Words hint at concept space, which is messy and interconnected. I think a charitable reading can understand the difference between "powerful search, kind of like Google as of 2020, or Lexus-Nexus" and LLM-AI chatbot interfaces... I would hope. But I've been developing software since the 1980s so I can't speak for the newer generations who might not have a quadruple decade view. I've been in meetups in San Francisco around 2018, where people were excited to find multimodal reasoning in early days proto-language models. There have been qualitatively noticeable historical shifts. We don't have to agree on the exact labels used, but what LLM's enable is different enough from e.g. ElasticSearch of 2020 to call out.

You might be surprised how well 5.3-codex follows your instructions. When it hits a wall with your request, it usually emits the final turn and says it can’t do it.

Why is it not useful? Input token pricing is the same for 4.7. The same prompt costs roughly 30% more now, for input.

The idea is that smarter models might use fewer turns to accomplish the same task - reducing the overall token usage

Though, from my limited testing, the new model is far more token hungry overall


Well you‘ll need the same prompt for input tokens?

Only the first one. Ideally now there is no second prompt.

Are you aware that every tool call produces output which also counts as input to the LLM?

Are you aware that a lot of model tool calls are useless and a smarter model could avoid those?

Are you aware that output tokens are priced 5x higher than input tokens?


> a lot of model tool calls are useless

That’s just wrong. File reads, searches, compiler output, are the top input token consumers in my workflow. None of them can be removed. And they are the majority of my input tokens. That’s also why labs are trying to make 1M input work, and why compaction is so important to get right.

Regarding output - yes, but that wasn’t the topic in this thread. It’s just easier to argue with input tokens that price has gone up. I have a hunch the price for output will go up similarly, but can’t prove it. The jury’s out IMO: https://news.ycombinator.com/item?id=47816960


This has no bearing on my comment. The point is that a better model avoids dozens of prompts and tool calls by making fewer CORRECT tool calls, with the user needing no more prompts.

I’m surprised this is even a question; obviously a better prompter has the same properties and it’s not in dispute?


That's valid, but it's also worth knowing it's only one part of the puzzle. The submission title doesn't say "input".

Common sense isn’t a language pattern. I doubt this will ever work w/ LLMs.

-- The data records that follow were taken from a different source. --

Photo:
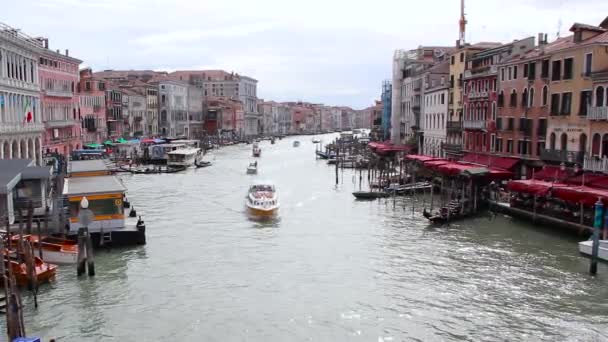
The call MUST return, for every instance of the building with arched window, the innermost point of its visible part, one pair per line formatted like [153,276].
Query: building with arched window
[20,115]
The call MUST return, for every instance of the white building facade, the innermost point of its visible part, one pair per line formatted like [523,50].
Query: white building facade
[434,120]
[21,125]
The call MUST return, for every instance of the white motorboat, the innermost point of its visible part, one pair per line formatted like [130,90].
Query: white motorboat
[252,169]
[262,200]
[184,157]
[585,248]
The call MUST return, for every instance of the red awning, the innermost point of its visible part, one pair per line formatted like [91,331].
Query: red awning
[420,158]
[581,194]
[506,163]
[433,164]
[532,186]
[551,173]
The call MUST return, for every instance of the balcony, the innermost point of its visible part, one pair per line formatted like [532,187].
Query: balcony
[59,93]
[478,95]
[474,124]
[60,123]
[452,148]
[18,84]
[454,126]
[596,164]
[562,156]
[597,113]
[19,128]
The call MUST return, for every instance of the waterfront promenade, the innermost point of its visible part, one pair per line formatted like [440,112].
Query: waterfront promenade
[328,268]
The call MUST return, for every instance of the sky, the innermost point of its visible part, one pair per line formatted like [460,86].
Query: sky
[335,52]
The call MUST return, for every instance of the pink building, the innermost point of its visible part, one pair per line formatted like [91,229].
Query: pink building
[92,98]
[58,74]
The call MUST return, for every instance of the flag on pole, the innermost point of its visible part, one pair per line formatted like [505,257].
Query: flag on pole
[27,109]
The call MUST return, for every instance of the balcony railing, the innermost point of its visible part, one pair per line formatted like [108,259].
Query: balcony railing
[596,164]
[16,128]
[454,126]
[562,156]
[478,95]
[474,124]
[597,113]
[59,93]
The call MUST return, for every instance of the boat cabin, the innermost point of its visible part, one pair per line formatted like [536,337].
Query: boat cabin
[22,182]
[105,195]
[87,168]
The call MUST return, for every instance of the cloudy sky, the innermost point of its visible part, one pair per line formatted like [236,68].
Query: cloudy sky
[331,51]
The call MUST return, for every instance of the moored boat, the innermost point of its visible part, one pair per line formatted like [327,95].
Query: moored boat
[184,157]
[262,200]
[586,248]
[369,195]
[252,169]
[43,271]
[257,151]
[54,250]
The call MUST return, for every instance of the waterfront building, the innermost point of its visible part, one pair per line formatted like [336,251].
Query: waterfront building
[92,102]
[173,107]
[407,92]
[116,121]
[435,110]
[386,108]
[573,131]
[480,95]
[219,83]
[21,125]
[521,124]
[59,101]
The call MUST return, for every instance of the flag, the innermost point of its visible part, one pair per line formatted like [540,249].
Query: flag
[29,115]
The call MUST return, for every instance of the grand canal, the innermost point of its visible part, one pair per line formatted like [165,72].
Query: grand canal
[328,269]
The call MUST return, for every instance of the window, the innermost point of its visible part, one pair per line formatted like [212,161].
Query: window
[513,100]
[509,146]
[532,71]
[544,72]
[555,110]
[585,102]
[566,103]
[568,66]
[531,98]
[588,64]
[556,69]
[599,97]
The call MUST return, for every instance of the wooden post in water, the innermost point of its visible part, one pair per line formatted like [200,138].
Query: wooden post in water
[81,263]
[90,258]
[597,225]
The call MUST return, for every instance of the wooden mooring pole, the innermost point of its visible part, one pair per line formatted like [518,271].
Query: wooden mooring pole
[597,225]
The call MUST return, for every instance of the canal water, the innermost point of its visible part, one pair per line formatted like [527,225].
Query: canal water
[329,268]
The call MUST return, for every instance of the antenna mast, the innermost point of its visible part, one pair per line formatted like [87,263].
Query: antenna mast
[462,24]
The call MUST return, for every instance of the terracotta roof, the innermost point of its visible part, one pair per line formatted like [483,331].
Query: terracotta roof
[587,27]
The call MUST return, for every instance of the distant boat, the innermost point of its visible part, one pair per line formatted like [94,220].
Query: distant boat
[586,248]
[369,195]
[256,151]
[252,169]
[262,200]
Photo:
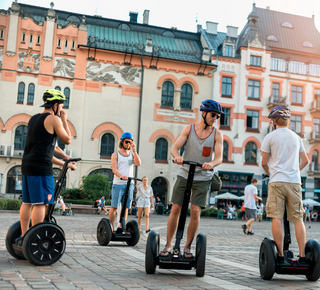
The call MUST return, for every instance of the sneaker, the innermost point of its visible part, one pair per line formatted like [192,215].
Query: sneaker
[244,227]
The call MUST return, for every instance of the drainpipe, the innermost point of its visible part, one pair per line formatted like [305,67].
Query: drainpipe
[140,109]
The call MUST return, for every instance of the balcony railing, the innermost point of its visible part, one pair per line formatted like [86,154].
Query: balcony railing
[277,101]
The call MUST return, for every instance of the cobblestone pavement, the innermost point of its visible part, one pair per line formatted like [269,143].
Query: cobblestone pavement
[232,259]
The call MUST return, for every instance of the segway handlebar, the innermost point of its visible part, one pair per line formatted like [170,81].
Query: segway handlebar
[192,163]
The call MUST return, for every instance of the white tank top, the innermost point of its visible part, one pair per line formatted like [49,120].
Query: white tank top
[125,167]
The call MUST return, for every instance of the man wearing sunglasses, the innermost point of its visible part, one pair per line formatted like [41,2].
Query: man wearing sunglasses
[122,167]
[203,143]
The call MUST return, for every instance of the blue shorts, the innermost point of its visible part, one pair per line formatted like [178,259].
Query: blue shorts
[37,189]
[118,195]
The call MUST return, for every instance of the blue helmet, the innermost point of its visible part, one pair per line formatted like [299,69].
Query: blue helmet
[126,135]
[211,106]
[280,112]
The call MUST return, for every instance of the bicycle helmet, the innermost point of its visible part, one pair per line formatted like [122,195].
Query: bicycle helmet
[211,106]
[280,112]
[126,135]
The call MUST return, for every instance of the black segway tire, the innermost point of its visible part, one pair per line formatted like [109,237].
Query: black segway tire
[13,233]
[44,244]
[267,259]
[201,249]
[104,232]
[312,250]
[133,227]
[152,250]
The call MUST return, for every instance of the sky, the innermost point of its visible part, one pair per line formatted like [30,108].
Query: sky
[185,15]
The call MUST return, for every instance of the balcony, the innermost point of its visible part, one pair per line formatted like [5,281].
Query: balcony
[314,169]
[277,101]
[315,107]
[314,137]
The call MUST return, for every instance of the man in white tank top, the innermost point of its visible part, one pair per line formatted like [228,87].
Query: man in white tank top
[122,167]
[201,140]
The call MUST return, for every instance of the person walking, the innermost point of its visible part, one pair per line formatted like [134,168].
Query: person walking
[250,197]
[122,167]
[201,141]
[38,157]
[283,157]
[145,200]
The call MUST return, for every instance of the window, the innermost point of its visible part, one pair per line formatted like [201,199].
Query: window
[161,153]
[295,123]
[226,87]
[228,50]
[255,60]
[186,97]
[107,146]
[251,153]
[225,151]
[67,95]
[30,97]
[20,137]
[275,92]
[21,88]
[296,95]
[225,117]
[167,94]
[252,119]
[254,89]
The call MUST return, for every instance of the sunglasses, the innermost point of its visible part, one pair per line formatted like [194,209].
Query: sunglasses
[215,115]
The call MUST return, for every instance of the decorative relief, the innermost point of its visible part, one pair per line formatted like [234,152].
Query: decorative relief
[116,74]
[28,61]
[64,67]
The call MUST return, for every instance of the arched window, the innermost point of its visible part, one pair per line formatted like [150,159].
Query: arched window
[251,153]
[225,151]
[30,97]
[186,97]
[20,98]
[161,153]
[315,160]
[67,95]
[20,137]
[107,146]
[14,180]
[167,94]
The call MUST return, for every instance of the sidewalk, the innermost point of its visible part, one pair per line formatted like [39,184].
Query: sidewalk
[232,259]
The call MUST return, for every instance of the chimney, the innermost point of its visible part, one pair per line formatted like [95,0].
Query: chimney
[212,27]
[146,17]
[133,17]
[232,31]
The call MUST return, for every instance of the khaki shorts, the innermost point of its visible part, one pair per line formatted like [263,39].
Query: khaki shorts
[199,194]
[281,194]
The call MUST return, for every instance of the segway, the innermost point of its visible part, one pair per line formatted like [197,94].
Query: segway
[268,257]
[128,233]
[176,260]
[44,243]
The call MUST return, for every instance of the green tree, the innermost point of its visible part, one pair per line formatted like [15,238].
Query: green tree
[94,186]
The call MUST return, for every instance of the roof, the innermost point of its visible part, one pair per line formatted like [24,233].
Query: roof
[273,23]
[131,37]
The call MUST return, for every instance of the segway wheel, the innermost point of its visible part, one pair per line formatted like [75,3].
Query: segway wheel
[201,249]
[44,244]
[13,233]
[312,250]
[152,250]
[104,232]
[133,227]
[267,259]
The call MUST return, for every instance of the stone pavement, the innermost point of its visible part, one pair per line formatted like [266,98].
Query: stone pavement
[232,259]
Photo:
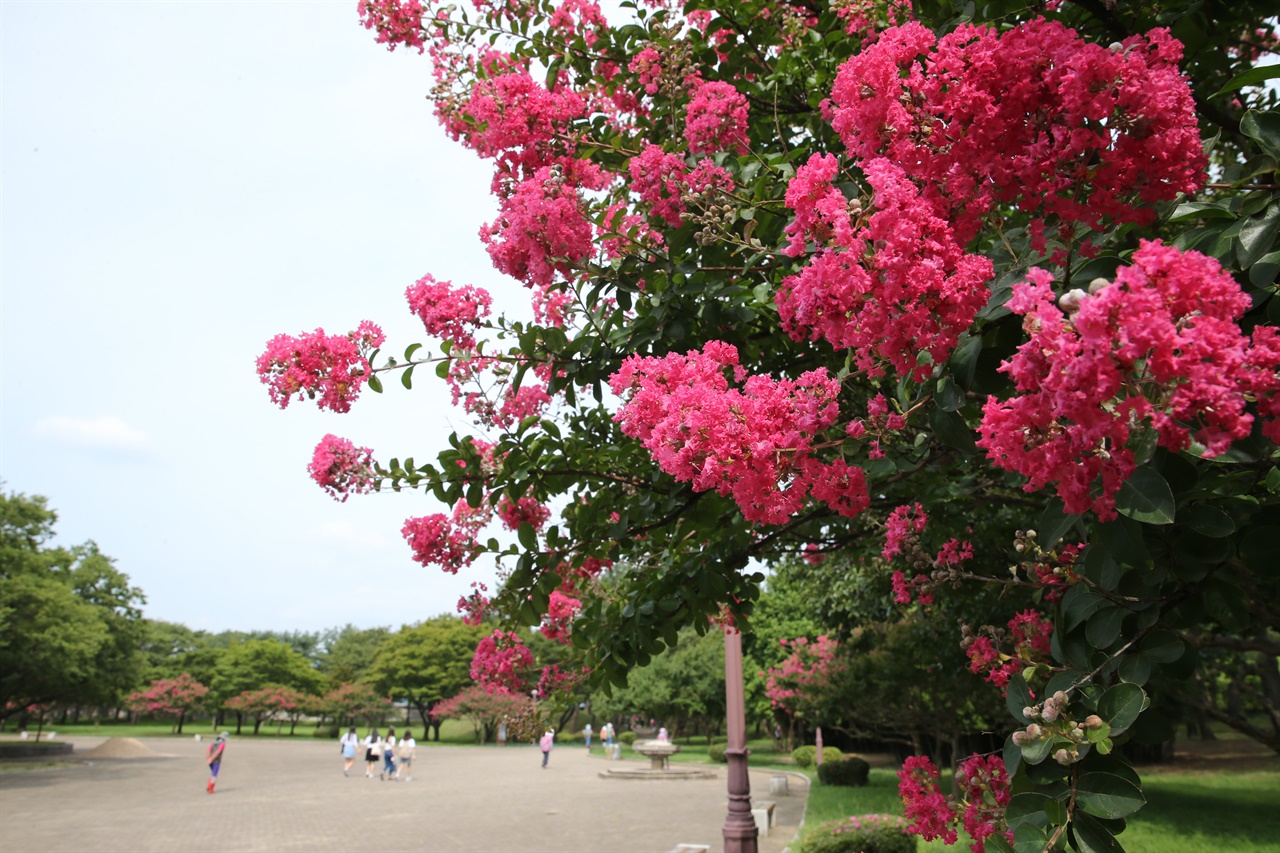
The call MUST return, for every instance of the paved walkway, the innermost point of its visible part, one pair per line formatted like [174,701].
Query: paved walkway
[279,796]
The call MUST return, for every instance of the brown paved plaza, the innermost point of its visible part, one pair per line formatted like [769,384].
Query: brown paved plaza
[291,796]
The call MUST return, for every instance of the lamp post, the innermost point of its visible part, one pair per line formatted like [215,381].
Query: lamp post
[740,833]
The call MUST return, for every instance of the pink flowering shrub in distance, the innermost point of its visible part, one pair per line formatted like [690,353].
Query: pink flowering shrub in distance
[501,662]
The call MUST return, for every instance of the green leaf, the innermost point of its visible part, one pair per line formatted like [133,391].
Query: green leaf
[1027,808]
[1054,524]
[1018,696]
[1120,706]
[1207,520]
[1104,626]
[1107,796]
[1092,836]
[1146,497]
[1260,548]
[1257,236]
[528,536]
[1251,77]
[1200,210]
[1262,128]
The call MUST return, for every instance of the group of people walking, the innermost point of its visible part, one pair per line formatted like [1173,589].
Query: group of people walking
[394,755]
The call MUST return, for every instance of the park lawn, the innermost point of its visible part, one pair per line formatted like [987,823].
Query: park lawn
[1193,812]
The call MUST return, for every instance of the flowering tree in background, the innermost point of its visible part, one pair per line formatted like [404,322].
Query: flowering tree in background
[353,702]
[169,698]
[942,290]
[487,707]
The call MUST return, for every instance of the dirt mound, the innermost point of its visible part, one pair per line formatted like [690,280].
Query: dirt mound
[119,748]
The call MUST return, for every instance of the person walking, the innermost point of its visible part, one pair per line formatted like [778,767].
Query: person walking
[406,753]
[373,752]
[547,743]
[348,744]
[389,756]
[214,757]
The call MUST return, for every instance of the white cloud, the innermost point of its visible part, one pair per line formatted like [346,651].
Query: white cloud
[104,432]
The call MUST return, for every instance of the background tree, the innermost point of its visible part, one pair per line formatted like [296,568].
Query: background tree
[69,621]
[426,664]
[170,698]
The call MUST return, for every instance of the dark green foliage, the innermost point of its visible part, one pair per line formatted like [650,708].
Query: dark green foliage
[860,834]
[850,772]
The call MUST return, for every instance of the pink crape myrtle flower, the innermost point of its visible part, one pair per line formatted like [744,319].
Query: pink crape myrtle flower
[753,443]
[397,22]
[327,368]
[526,510]
[447,541]
[447,311]
[912,296]
[931,813]
[560,616]
[1157,349]
[501,662]
[341,468]
[716,119]
[542,228]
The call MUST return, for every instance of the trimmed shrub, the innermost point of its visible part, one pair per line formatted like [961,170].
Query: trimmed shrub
[850,772]
[860,834]
[807,756]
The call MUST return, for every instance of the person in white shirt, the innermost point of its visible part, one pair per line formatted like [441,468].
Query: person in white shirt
[348,742]
[373,752]
[407,752]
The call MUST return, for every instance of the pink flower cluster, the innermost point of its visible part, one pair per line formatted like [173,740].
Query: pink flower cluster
[753,443]
[525,510]
[502,662]
[716,118]
[1157,349]
[542,228]
[560,616]
[447,311]
[397,22]
[1031,634]
[803,674]
[923,803]
[341,468]
[1033,115]
[984,792]
[447,541]
[897,290]
[332,368]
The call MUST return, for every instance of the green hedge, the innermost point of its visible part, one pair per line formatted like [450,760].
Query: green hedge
[808,756]
[860,834]
[850,772]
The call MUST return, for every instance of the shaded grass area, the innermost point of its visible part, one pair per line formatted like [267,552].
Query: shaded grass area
[1219,812]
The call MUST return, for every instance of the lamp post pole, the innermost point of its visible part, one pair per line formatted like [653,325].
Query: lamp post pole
[740,833]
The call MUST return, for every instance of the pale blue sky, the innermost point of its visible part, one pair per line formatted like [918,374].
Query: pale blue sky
[181,181]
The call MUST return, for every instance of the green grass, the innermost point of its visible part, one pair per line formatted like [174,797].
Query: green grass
[1185,812]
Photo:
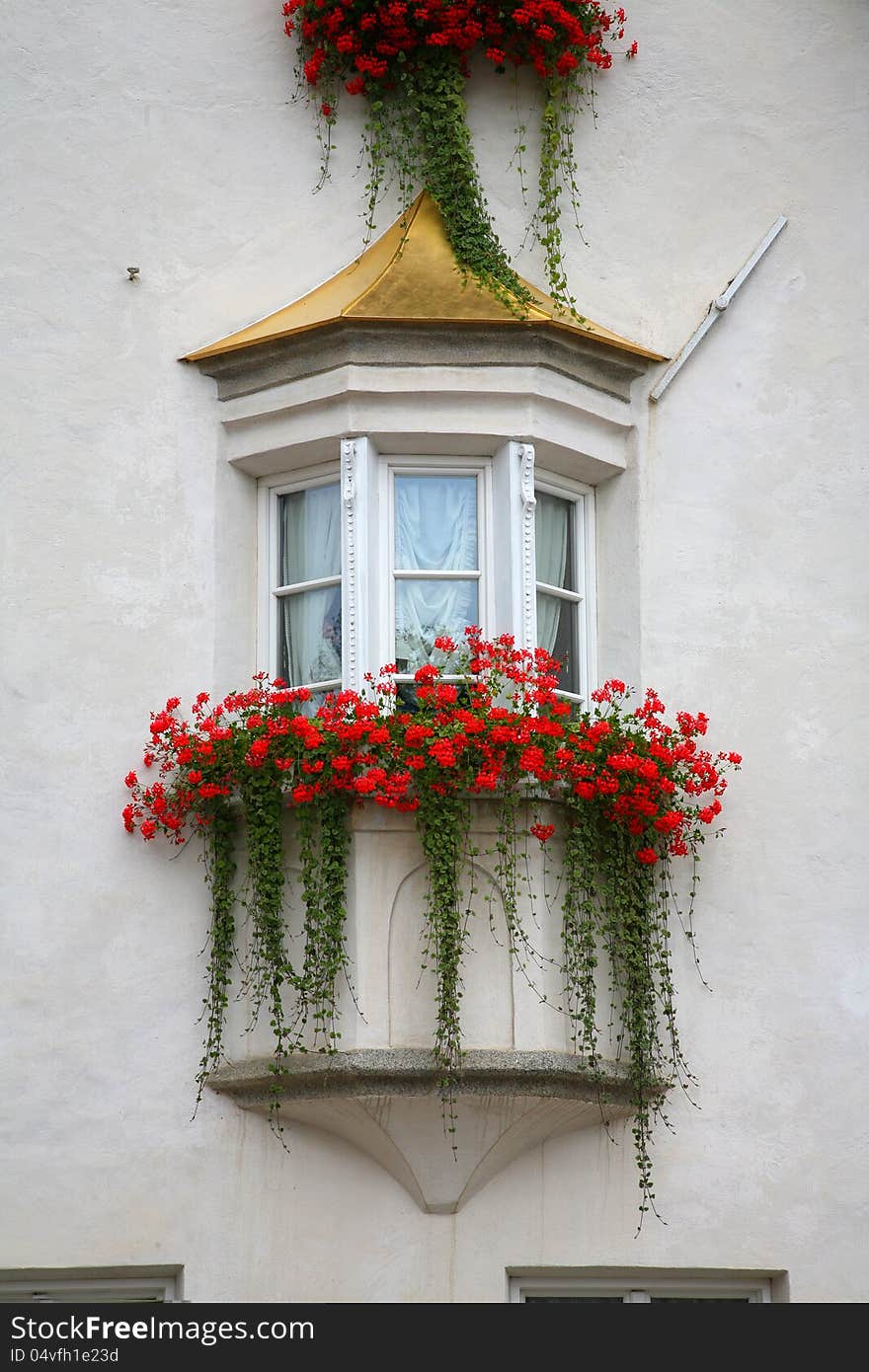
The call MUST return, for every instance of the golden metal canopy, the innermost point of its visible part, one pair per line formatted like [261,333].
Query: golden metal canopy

The models that we are paying to generate tokens are already not really just LLMs, as anyone studying language models ten years ago (or someone who describes them as "next token predictors") would understand them. Doing a bunch of reinforcement learning so that a model performs better at ssh'ing into my server and debugging my app is already realllly stretching the definition of "language pattern".

I think when we do get AI that can perform as well as a human at functionally all tasks, they will be multi-paradigm systems; some components will not resemble anything in any commercial system today, but one component will be recognizably LLM-like, and act as an essential communication layer.


Why don’t you do the planning yourself? It’s very likely to be a better plan.

Why don’t you switch to codex? The grass is greener here. Do use 5.3-codex though, 5.4 is not for coding, despite what many say.

Anthropic in general is miles ahead in “getting work done”, and its not just me on the team. Theres a lot of paper cuts to work through to be truly generic in provider

I did try out codex before claude went to shit and it was good, even uniquely good in some ways, but wasnt good enough to choose it over claude. Absolutely when claude was bad again it would have been better, but thats hindsight that I should have moved over temporarily.


You can also rent a cloud GPU which is relatively affordable.

Or an autoresearch minimizing render times.